The Leading Brain: Powerful Science-Based Strategies for Achieving Peak Performance
Friederike Fabricius and Hands Hagemann
TarcherPerigee/Penguin Random House (February 2017).
Here are several science-based strategies that can drive peak performance
Although by no means an authority in the multiple dimensions of neuroscience, I am committed to increasing my understanding of what the brain is and does…and especially my understanding of what more it can do if given the chance. For that and other reasons, I am deeply grateful to Friederike Fabritius and Hands Hagemann for the abundance of information, insights, and counsel they provide as they examine “powerful science-based strategies for achieving peak performance.” Readers will also cherish their brilliant use of a section that concludes each of the chapters. This material will help to facilitate, indeed expedite frequent review of “Key Points.”
For example, in Chapter 4, “Manage Habits”:
o Our brains prefer the path of least resistance. In order to trailblazer a new neural pathway, the brain must be convinced that all that extra effort is worth it.

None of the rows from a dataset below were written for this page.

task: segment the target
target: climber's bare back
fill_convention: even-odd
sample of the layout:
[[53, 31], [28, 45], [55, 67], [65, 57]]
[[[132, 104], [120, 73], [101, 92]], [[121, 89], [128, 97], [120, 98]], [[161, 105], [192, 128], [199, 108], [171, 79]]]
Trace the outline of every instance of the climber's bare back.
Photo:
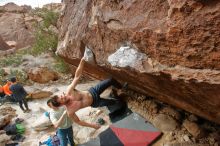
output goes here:
[[91, 106], [93, 102], [92, 95], [88, 91], [73, 90], [67, 95], [68, 102], [65, 104], [68, 114], [75, 113], [81, 108]]

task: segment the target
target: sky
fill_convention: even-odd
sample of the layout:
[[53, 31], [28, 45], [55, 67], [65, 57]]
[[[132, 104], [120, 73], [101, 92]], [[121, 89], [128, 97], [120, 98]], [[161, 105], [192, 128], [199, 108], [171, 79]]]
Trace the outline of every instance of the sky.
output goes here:
[[17, 5], [30, 5], [32, 8], [42, 7], [48, 3], [60, 3], [61, 0], [0, 0], [0, 6], [13, 2]]

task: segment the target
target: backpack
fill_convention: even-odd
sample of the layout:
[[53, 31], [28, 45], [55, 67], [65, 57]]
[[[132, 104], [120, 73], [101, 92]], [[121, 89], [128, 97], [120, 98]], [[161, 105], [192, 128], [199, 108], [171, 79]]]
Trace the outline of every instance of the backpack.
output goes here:
[[57, 136], [57, 134], [51, 136], [51, 144], [52, 144], [52, 146], [59, 146], [60, 145], [60, 139]]
[[19, 134], [24, 134], [25, 126], [23, 124], [16, 124], [16, 130]]

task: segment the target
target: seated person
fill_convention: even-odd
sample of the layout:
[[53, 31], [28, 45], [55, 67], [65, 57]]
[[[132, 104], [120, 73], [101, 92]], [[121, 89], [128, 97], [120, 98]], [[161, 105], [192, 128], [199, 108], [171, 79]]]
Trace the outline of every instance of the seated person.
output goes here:
[[11, 82], [9, 80], [7, 80], [6, 84], [3, 86], [3, 90], [4, 90], [5, 95], [11, 96], [12, 92], [9, 89], [10, 86], [11, 86]]
[[[10, 90], [12, 91], [12, 96], [15, 100], [19, 103], [19, 106], [23, 112], [29, 112], [30, 109], [28, 108], [28, 104], [26, 101], [26, 96], [28, 95], [27, 92], [24, 90], [24, 87], [17, 83], [17, 79], [15, 77], [11, 78], [11, 86]], [[23, 104], [26, 109], [24, 109]]]
[[3, 90], [3, 87], [0, 85], [0, 98], [4, 98], [5, 97], [5, 93], [4, 93], [4, 90]]

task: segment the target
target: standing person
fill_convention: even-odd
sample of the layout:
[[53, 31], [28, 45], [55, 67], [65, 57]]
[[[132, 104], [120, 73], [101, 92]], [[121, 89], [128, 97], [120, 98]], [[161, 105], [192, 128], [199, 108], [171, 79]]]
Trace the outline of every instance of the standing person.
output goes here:
[[4, 97], [5, 97], [5, 93], [3, 87], [0, 85], [0, 98], [4, 98]]
[[7, 96], [12, 95], [12, 91], [10, 90], [10, 86], [11, 86], [11, 81], [7, 79], [6, 84], [3, 86], [4, 93]]
[[100, 98], [100, 94], [113, 85], [114, 87], [118, 89], [122, 89], [122, 85], [119, 84], [116, 80], [113, 78], [101, 81], [99, 84], [97, 84], [95, 87], [91, 87], [89, 91], [78, 91], [76, 90], [76, 85], [80, 79], [80, 76], [82, 75], [83, 68], [85, 64], [85, 59], [82, 58], [78, 68], [75, 72], [75, 77], [72, 81], [72, 83], [67, 88], [67, 93], [62, 96], [54, 96], [52, 97], [52, 104], [55, 107], [65, 106], [67, 109], [68, 116], [77, 124], [81, 126], [91, 127], [98, 129], [100, 128], [100, 125], [87, 123], [84, 121], [81, 121], [78, 116], [75, 114], [76, 111], [79, 109], [92, 106], [92, 107], [102, 107], [107, 105], [112, 105], [115, 103], [115, 100], [113, 99], [103, 99]]
[[65, 108], [53, 106], [51, 99], [47, 101], [47, 105], [51, 108], [49, 117], [54, 127], [58, 129], [61, 146], [67, 146], [68, 142], [74, 146], [72, 120], [67, 116]]
[[[26, 96], [28, 95], [25, 91], [24, 87], [17, 83], [17, 80], [15, 77], [10, 79], [12, 84], [10, 86], [10, 90], [12, 91], [12, 96], [15, 98], [15, 100], [19, 103], [19, 106], [23, 112], [29, 112], [30, 109], [28, 108]], [[23, 105], [25, 106], [26, 110], [24, 109]]]

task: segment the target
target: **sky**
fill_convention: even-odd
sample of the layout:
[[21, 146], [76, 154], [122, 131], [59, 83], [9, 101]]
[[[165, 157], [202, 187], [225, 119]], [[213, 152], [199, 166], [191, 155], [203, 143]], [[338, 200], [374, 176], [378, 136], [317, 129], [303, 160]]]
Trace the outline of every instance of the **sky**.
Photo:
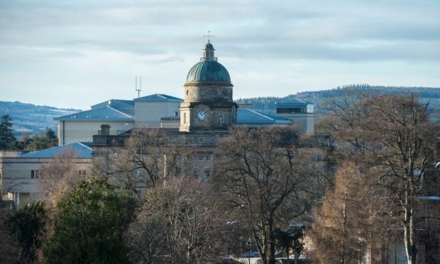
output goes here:
[[234, 99], [349, 84], [440, 87], [438, 0], [0, 0], [0, 101], [88, 109], [183, 98], [211, 43]]

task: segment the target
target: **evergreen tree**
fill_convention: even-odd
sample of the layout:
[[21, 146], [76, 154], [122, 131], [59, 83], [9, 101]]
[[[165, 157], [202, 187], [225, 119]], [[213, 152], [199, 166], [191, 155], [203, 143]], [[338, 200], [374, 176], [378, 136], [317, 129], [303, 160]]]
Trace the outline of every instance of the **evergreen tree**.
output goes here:
[[12, 129], [12, 118], [9, 114], [1, 116], [0, 120], [0, 149], [6, 150], [13, 148], [16, 142]]
[[129, 263], [122, 233], [135, 202], [104, 180], [80, 182], [57, 205], [58, 219], [44, 255], [48, 263]]
[[18, 262], [36, 260], [35, 251], [41, 244], [46, 215], [44, 203], [37, 202], [11, 211], [8, 216], [8, 228], [19, 247]]

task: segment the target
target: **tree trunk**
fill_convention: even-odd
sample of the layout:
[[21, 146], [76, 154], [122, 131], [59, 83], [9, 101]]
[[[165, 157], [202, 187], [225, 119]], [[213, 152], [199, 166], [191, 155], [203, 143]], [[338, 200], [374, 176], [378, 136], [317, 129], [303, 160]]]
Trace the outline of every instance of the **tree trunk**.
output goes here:
[[405, 210], [405, 218], [408, 221], [404, 226], [404, 237], [408, 264], [416, 264], [417, 260], [416, 230], [414, 217], [414, 209], [412, 208]]
[[269, 217], [269, 264], [275, 264], [275, 234], [273, 231], [273, 218], [272, 216]]

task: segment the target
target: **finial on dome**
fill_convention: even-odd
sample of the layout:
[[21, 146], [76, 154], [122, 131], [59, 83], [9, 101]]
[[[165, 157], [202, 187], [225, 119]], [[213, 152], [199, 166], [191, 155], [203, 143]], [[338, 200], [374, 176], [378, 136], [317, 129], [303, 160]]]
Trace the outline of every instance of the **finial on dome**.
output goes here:
[[208, 43], [205, 44], [204, 47], [203, 48], [203, 57], [200, 58], [201, 62], [207, 60], [217, 61], [217, 58], [216, 57], [214, 57], [214, 51], [215, 50], [215, 49], [209, 41], [209, 38], [214, 37], [214, 35], [210, 35], [210, 33], [211, 31], [208, 31], [208, 35], [204, 35], [204, 38], [208, 38]]
[[212, 37], [215, 37], [215, 35], [211, 35], [211, 31], [208, 31], [208, 35], [204, 35], [203, 37], [204, 38], [208, 38], [208, 43], [209, 43], [209, 38]]

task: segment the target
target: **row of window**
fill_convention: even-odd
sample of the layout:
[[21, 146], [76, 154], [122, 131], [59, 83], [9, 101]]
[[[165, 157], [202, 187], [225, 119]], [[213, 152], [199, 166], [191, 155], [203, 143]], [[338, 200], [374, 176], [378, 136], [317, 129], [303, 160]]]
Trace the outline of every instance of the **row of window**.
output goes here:
[[[219, 123], [224, 123], [224, 114], [219, 114]], [[183, 113], [183, 123], [187, 123], [187, 113]]]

o Establishing good habits and getting rid of bad ones involve the same basic skills: goal stetting and motivation, getting started, and staying on track.
o Goals that look good on paper have no guarantee of being achieved. In order to be successful, your goal must be emotionally relevant.
o People who don’t have an emotional stake in the process are unlikely to change. Unless they can anticipate meaningful reward or threat, they might go through the emotions but fail to make the necessary effort that change requires.
o The biggest obstacle to getting started is procrastination. The way to outsmart the brain’s natural aversion to change is to use kaizen, which involves taking very small steps. That enables you to steadily make progress without stetting off your brain’s evolutionary alarm bells.
o If you want to make a change that lasts, good intentions aren’t enough. You need to attach your new routine to a trigger. These trigger/routine combinations are technically referred to as implementation intentions but are better known as “if/thens” or “when/ thens.”
In this context, I agree with Aristotle: “We are what we repeatedly do. Excellence, then, is not an act, but a habit.” Also with Samuel Johnson: “The chains of habit are too light to be felt until they are too heavy to be broken.”
And then at the conclusion of Chapter 5, “Unleash Your Unconscious”:
o Your unconscious runs the show. Even when you make what seems to be a conscious decision, your unconscious brain does most of the deciding. These are the key points:
o When given limited time and limited information, experts often make better decisions. The tight restrictions force the brain to tap into the power, speed, and calculating capacity of the basal ganglia, where acquired expertise is stored.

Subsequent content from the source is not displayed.